Health models

Microsimulation in health

The Health Analysis Division of Statistics Canada is a pioneer of policy-relevant health-related computer simulation models. These models are tools to evaluate the impact of health interventions and policies at the population level. No single data source can ever be expected to provide enough information about treatment options, health outcomes, equity and cost-effectiveness when choices have to be made between and among different policy and program interventions.

Drawing from the rich banks of data within Statistics Canada, and building upon the analytic work of academic colleagues and collaborators, these microsimulation models realistically represent the Canadian population with attributes such as risk factor exposures, health histories and demographic characteristics typical of Canadians. The models simulate histories for individual persons in continuous time and add the individuals up to create aggregate results for the total population. The models generate realistic future projections of status quo trends and provide users with the ability to test "what if scenarios" related to potential policy and program interventions.

For some thoughts related to the use of microsimulation to project the future health of Canadians, please read an entry from the StatCan Blog.

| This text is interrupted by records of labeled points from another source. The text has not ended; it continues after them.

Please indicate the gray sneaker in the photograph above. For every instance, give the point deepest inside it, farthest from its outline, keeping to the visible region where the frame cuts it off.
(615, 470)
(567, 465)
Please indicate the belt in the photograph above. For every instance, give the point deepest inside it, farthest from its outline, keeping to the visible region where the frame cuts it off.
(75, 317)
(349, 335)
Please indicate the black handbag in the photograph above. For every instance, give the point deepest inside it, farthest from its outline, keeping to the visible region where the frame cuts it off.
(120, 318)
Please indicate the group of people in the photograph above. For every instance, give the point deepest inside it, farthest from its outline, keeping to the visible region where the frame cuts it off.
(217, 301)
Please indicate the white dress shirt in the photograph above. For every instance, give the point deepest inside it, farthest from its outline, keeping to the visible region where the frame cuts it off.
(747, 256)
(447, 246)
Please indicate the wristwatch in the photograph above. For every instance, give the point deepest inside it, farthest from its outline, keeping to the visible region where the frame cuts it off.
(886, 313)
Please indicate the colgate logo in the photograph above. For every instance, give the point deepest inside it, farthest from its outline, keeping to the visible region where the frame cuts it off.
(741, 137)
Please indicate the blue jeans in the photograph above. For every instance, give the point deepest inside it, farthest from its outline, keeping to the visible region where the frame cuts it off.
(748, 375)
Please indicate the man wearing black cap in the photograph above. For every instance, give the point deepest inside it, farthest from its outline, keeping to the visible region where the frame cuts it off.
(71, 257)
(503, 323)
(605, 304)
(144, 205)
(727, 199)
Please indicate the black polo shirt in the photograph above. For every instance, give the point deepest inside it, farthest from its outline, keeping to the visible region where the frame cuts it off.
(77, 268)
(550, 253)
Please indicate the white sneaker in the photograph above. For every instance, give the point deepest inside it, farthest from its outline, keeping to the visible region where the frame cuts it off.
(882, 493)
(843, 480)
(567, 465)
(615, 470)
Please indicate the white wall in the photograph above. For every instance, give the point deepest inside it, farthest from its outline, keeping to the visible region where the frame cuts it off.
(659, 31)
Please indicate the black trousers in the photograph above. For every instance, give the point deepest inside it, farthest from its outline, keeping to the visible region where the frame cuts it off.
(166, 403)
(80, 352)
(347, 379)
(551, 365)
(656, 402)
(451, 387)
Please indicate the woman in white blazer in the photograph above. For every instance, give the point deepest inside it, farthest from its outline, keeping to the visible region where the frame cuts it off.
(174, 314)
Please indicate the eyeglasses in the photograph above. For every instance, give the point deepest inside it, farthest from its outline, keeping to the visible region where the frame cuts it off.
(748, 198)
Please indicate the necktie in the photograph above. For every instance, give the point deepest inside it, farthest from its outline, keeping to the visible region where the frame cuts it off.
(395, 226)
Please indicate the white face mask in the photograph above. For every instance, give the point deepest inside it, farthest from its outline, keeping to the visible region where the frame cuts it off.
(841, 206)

Population health mode, POHEM

The Population Health Model (POHEM) is a microsimulation model of diseases and risk factors in which the basic unit of analysis is the individual person. The simulation creates and ages a large sample population representative of Canada, one individual at a time, until death. The life trajectory of each simulated person unfolds by exposure to different life-like events, such as smoking initiation and cessation, changes in weight and/or leisure time physical activity, and incidence of diseases such as osteoarthritis, diabetes, cardiovascular disease, and dementia.

POHEM combines data from a wide range of sources, including nationally representative cross-sectional and longitudinal surveys, vital statistics, and Census, as well as parameters in the published literature.

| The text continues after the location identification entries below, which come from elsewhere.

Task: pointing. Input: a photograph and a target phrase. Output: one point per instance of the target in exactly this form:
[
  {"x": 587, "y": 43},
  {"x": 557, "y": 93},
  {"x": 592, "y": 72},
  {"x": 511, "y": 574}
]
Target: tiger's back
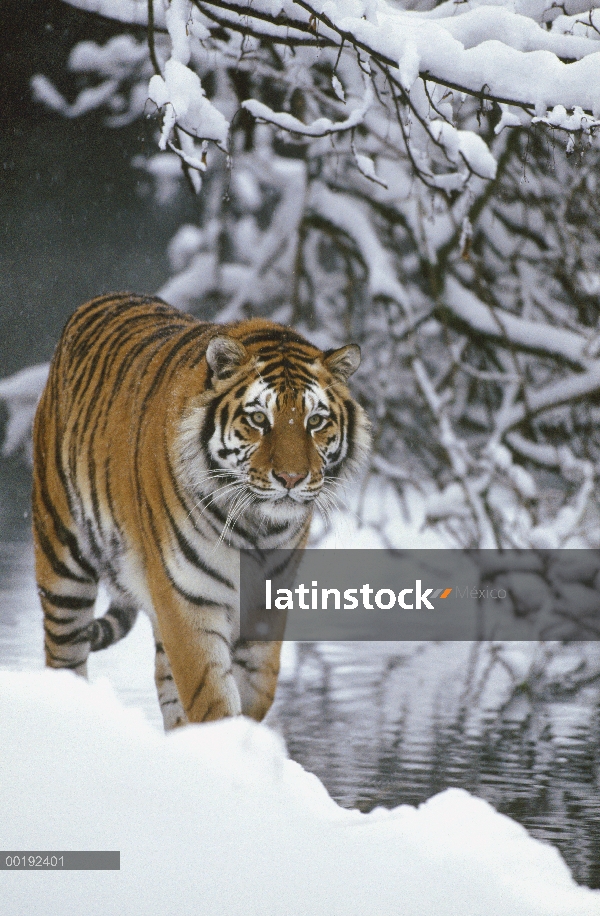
[{"x": 163, "y": 445}]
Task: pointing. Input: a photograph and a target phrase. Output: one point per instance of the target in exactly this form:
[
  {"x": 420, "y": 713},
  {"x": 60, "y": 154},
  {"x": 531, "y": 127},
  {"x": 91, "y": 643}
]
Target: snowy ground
[{"x": 217, "y": 820}]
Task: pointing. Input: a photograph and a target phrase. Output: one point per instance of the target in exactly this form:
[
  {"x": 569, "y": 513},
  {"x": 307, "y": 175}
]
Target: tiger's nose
[{"x": 288, "y": 480}]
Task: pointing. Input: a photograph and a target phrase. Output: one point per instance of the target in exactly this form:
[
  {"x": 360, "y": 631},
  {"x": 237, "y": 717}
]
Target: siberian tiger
[{"x": 163, "y": 445}]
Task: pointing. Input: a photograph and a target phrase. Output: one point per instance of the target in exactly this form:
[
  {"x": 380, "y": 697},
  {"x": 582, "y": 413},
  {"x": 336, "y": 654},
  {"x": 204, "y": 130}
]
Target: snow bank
[{"x": 216, "y": 819}]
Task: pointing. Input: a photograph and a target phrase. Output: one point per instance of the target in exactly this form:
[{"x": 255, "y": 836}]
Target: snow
[
  {"x": 217, "y": 819},
  {"x": 21, "y": 393},
  {"x": 181, "y": 92},
  {"x": 319, "y": 128},
  {"x": 464, "y": 144}
]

The model inputs may also be altered at the user's request to investigate 'what if' scenarios. These scenarios can be very useful for policy makers, by providing information beyond what is available from retrospective population studies.


OncoSim, previously known as the Cancer Risk Management Model (CRMM), is a free, web-based simulation tool that evaluates cancer control strategies. Combining data from the real world, expert opinion and the published literature, OncoSim projects health and economic outcomes, and attributes them to 27 risk factors, such as smoking and inadequate physical activity. It currently models four cancer sites (breast, colorectal, lung, and cervical) and related screening programs in detail, and provides high-level projections for 28 other cancer sites. This unique and sophisticated tool is used by decision-makers across Canada to better understand the impact and value of cancer control interventions.

OncoSim is led and supported by the Canadian Partnership Against Cancer, with model development by Statistics Canada, and is made possible through funding by Health Canada.

Neurological disease models

In 2009, the Health Analysis Division at Statistics Canada received funding through the National Population Health Study of Neurological Conditions to develop a microsimulation model to project the future health and economic burden of seven neurological conditions: Alzheimer's disease and other dementias, cerebral palsy, epilepsy, multiple sclerosis, Parkinson's disease/parkinsonism, hospitalized traumatic neurological injury, and hospitalized traumatic spinal cord injury. This model, referred to as POHEM-Neurological, projects the incidence and prevalence of these key neurological conditions, their impact on mortality, life expectancy, disability-adjusted life years and health-adjusted life expectancy (HALE) and the direct costs of treatment and indirect costs (lost wages and tax revenue). POHEM-Neurological also includes the impact on families and caregivers. Select projections from POHEM-Neurological are available in the publication Mapping Connections: An Understanding of Neurological Conditions in Canada, published by the Neurological Health Charities Canada.